“Right now that is still a long-range goal for us, but we don’t foresee any funding in the next fiscal year,” said Allan Brown, the warm water program supervisor for the U.S. Fish & Wildlife Service.
The hatchery, built in 1950, operated for decades as part of a program to provide free sportfish for lakes and ponds in the region.
In 1996, however, it was closed because of federal budget cuts and taken over by Georgia, which managed the property and its popular aquarium but could not afford to continue to operate the hatchery.
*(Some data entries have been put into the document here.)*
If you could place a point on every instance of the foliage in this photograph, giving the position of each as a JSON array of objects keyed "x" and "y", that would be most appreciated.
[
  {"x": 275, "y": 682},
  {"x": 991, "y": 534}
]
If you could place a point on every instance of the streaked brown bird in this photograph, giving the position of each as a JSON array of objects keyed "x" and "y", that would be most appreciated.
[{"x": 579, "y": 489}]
The aquarium, which was open to visitors, is also closed.
Two years ago, the site – which also includes Magnolia Springs State Park – attracted national attention as archaeologists unveiled discoveries linked to Camp Lawton, a Civil War prisoner of war stockade built there in 1864.
Plans were discussed in which the Fish & Wildlife Service and Georgia’s Wildlife Resources Division would reopen the hatchery, possibly during 2012.
“We would like to get it up and running and put appropriate staffing there, but we would have to have funding,” Brown said.
The site’s abundant freshwater springs make it attractive as a fish hatchery, he said, and possibilities for its reuse include raising striped bass or studying imperiled species, such as the shortnose sturgeon.
Federal authorities are also involved in discussions of the proposed deepening of Savannah Harbor, which includes mitigation payments for fisheries programs – including a fish passage structure at New Savannah Bluff lock and dam near Augusta.
When the reopening proposal was discussed in 2010, estimates indicated it would require $8.3 million to get the facility running again, with an annual operating budget of about $2.8 million.